The Nigerian Stock Exchange – the continent’s second biggest – has a total market capitalisation comparable to the value of US-listed 3M, the maker of Post It notes.
Or for another example of the paucity of opportunities, look at Blackrock’s Frontiers Investment Trust. This fund invests in countries that have not yet achieved official emerging market status. Yet even with this adventurous remit, not one of its top 10 positions are in Africa.
As of March 2022, the African country with the largest weighting in the Frontiers fund was Nigeria. And it comprised just 0.3% of the trust’s net assets.

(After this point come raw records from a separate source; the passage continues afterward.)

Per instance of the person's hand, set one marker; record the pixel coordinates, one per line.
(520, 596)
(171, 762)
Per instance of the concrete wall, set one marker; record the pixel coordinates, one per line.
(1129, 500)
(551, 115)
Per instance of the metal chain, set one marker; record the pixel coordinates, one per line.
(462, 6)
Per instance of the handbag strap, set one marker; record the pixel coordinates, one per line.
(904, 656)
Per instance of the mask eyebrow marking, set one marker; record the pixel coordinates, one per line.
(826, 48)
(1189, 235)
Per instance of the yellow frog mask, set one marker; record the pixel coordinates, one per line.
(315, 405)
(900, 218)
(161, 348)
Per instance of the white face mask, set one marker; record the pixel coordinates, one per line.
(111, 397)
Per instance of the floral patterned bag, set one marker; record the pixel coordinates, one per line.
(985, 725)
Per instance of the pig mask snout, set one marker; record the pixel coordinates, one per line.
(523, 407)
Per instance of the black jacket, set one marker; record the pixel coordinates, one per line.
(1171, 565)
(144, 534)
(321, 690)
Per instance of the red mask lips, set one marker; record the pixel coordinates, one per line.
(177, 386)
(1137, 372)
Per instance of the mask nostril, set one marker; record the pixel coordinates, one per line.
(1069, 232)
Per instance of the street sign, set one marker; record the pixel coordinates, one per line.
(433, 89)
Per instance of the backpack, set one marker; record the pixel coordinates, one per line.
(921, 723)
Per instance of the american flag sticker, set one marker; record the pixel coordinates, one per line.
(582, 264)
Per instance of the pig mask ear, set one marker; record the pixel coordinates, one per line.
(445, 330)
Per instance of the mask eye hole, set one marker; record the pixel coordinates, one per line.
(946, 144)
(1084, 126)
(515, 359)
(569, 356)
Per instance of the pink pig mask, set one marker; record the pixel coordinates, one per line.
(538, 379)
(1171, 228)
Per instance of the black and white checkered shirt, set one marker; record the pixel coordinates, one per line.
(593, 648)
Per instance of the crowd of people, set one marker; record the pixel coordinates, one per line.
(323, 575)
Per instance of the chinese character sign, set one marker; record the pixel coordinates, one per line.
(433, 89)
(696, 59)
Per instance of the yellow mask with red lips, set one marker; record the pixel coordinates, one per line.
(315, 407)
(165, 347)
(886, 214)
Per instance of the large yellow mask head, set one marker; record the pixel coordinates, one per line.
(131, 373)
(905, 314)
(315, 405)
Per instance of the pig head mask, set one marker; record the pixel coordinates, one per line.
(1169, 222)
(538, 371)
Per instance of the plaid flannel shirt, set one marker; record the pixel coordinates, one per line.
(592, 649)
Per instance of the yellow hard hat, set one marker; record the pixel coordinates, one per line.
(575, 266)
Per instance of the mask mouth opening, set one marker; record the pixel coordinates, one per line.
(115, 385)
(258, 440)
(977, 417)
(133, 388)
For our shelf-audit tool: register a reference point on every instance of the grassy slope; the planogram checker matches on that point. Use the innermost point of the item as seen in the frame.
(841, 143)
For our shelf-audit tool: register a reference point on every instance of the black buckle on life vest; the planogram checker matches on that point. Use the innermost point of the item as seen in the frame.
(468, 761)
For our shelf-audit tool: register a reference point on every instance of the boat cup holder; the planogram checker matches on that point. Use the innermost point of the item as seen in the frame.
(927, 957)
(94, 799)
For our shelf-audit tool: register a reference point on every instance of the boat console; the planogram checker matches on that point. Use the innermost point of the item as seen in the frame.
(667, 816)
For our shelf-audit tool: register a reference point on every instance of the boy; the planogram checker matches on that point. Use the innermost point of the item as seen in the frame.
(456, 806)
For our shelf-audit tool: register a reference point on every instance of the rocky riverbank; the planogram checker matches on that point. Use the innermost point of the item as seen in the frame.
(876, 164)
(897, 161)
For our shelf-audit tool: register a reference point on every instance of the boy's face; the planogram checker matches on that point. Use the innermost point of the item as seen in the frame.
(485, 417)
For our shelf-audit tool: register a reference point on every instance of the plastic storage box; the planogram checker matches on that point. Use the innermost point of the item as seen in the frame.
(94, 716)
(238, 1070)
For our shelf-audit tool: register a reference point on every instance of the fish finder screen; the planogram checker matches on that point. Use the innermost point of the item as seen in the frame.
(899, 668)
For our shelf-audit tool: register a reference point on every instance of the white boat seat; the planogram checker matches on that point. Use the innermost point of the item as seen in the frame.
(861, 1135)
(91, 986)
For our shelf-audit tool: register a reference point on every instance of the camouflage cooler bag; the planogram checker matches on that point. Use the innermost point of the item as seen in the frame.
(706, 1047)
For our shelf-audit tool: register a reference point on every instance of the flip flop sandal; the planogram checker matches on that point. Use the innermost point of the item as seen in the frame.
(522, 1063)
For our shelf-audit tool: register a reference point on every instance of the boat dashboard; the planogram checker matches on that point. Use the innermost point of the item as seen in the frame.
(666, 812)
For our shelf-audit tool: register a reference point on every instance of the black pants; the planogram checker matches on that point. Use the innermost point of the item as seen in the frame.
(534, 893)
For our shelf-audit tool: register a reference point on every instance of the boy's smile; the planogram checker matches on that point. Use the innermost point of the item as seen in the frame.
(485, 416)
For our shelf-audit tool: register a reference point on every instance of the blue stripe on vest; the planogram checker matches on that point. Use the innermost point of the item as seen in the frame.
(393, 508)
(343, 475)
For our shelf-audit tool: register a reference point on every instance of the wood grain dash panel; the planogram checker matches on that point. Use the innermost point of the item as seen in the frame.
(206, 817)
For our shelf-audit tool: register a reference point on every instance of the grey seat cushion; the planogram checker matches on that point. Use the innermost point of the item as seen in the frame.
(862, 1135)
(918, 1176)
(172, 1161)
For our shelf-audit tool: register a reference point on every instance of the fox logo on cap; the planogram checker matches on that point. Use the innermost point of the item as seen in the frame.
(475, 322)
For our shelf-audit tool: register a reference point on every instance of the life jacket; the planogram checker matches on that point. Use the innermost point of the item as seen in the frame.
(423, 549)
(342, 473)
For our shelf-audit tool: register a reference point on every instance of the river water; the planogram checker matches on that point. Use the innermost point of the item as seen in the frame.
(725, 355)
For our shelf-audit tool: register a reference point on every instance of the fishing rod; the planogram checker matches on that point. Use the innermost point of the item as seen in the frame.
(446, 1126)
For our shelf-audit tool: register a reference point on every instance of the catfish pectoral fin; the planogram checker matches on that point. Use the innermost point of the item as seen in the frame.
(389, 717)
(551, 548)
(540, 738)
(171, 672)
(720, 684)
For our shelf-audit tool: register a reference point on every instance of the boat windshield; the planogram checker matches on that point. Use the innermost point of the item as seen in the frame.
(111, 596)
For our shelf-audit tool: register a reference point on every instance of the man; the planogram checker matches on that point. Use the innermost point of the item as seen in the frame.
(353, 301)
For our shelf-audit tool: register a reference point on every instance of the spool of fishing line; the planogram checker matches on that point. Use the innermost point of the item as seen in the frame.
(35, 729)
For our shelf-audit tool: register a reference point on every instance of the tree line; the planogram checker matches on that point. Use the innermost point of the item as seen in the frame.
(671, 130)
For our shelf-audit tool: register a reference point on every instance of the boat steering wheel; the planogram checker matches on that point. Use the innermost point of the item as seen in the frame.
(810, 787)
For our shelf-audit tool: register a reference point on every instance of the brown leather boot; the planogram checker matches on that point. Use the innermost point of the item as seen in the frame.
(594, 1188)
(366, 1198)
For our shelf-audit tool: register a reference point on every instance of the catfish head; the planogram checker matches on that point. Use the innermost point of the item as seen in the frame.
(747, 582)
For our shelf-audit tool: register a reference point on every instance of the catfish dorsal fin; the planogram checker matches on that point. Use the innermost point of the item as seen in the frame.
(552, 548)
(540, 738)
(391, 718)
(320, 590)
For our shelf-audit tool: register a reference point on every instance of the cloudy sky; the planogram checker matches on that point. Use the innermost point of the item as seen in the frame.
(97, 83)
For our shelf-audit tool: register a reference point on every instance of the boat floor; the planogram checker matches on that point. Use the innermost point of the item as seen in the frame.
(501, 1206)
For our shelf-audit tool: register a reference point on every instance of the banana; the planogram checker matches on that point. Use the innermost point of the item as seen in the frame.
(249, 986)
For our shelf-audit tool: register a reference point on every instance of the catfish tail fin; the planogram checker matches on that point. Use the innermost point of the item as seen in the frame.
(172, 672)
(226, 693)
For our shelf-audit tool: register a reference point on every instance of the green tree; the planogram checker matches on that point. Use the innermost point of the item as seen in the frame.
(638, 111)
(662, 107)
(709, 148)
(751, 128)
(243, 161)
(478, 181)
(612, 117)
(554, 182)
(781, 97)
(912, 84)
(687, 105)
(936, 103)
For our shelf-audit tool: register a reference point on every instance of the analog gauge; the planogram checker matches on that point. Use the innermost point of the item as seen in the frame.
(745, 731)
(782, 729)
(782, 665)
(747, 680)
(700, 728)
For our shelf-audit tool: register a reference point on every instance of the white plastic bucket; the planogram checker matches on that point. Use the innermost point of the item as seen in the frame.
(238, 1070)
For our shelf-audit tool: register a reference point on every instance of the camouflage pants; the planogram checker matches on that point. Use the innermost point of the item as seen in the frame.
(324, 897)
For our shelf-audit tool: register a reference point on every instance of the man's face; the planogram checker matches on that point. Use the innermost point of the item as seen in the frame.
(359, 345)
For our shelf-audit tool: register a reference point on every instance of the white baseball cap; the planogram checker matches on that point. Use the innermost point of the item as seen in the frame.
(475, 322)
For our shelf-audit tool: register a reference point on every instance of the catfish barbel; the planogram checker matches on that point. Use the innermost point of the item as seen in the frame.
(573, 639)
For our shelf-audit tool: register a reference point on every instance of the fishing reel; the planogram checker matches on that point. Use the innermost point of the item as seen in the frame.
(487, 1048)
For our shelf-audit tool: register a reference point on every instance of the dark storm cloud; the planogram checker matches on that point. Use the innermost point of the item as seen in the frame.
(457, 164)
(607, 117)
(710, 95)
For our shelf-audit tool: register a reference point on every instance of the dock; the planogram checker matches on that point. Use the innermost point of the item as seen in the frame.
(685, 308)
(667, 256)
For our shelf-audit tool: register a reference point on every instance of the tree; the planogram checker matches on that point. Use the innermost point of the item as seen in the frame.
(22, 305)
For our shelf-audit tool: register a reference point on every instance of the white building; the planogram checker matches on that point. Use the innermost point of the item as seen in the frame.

Very risk-tolerant investors could consider investigating the one specialist African investment trust I can find – the tiny £14m African Opportunities Fund – or even the dollar-denominated Xtrackers’ MSCI Africa ETF. But the tiny market capitalisations of these securities again highlights the scarcity of investment possibilities right now.
Invest in Africa closer to home
If even professionals find it hard to invest in African-listed companies, what chance do we have?
True, but instead we might look at UK-listed firms that have a lot of exposure to the continent.
One promising company to consider is FTSE 250 listed Airtel Africa. This telecoms outfit provides voice and mobile data services – as well as burgeoning Fintech operations – to 135m customers across 14 Sub-Saharan countries. And as Africa’s second-largest telecoms supplier and with a market cap of £4.6bn it’s no pipsqueak. Definitely worth researching.
A more familiar British firm with big exposure to Africa is PZ Cussons – the maker of Carex soap and Original Source shower gel. Just over a third of its revenues are generated in Africa – mostly Nigeria, where PZ Cussons has the leading baby care brand. That’s intriguing given the Nigerian demographics I highlighted earlier, although remember it’s just one cog in PG Cussons’ big machine (and note too that the territory has suffered from to several years of political unrest).
It’s worth bearing in mind that even giant consumer goods companies like Unilever and Diageo will give you exposure to Africa. Diageo discloses that Africa already accounts for 10% of its revenues. Unilever lumps the continent in with Asia in its reporting, but given the consumer behemoth’s pivot towards emerging markets and the existence of separate subsidiaries such as Unilever Nigeria, it’s likely Africa again comprises a growing proportion of its top-line.
Of course, the traditional way for British investors to put money into Africa is via commodity plays.
The big FTSE miners and energy companies have long had huge operations in Africa, from oil extraction in Nigeria to gold mining in South Africa. There are a host of smaller commodity players active on the continent too, from oil producer Tullow Oil to gold miner Centamin.
Indeed, you could spend weeks researching all the commodity firms listed in London that operate out of Africa. However, in my opinion that’s not really in the spirit of investing in Africa.
Commodity firms might benefit from a reduction of political risk on the continent, were that to transpire. But they won’t get you exposure to the African consumer of the future.
A game of two halves
By the time you read this, England’s Lions will have had something to say about at least one African team’s progress in the World Cup – or vice-versa.
Football forecasts lie outside my circle of competence. But as a season ticket holder to the great game of globalisation, I feel confident in stating we’ll hear much more from all our companies over the next few decades about their business interests in Africa.
In fact, I’ll make a prediction to rival Pele’s: by 2050, one of the largest companies in the world will be headquartered in Africa.
Let’s hope we don’t have to wait until 2095 to find out whether I am closer to the mark than he was.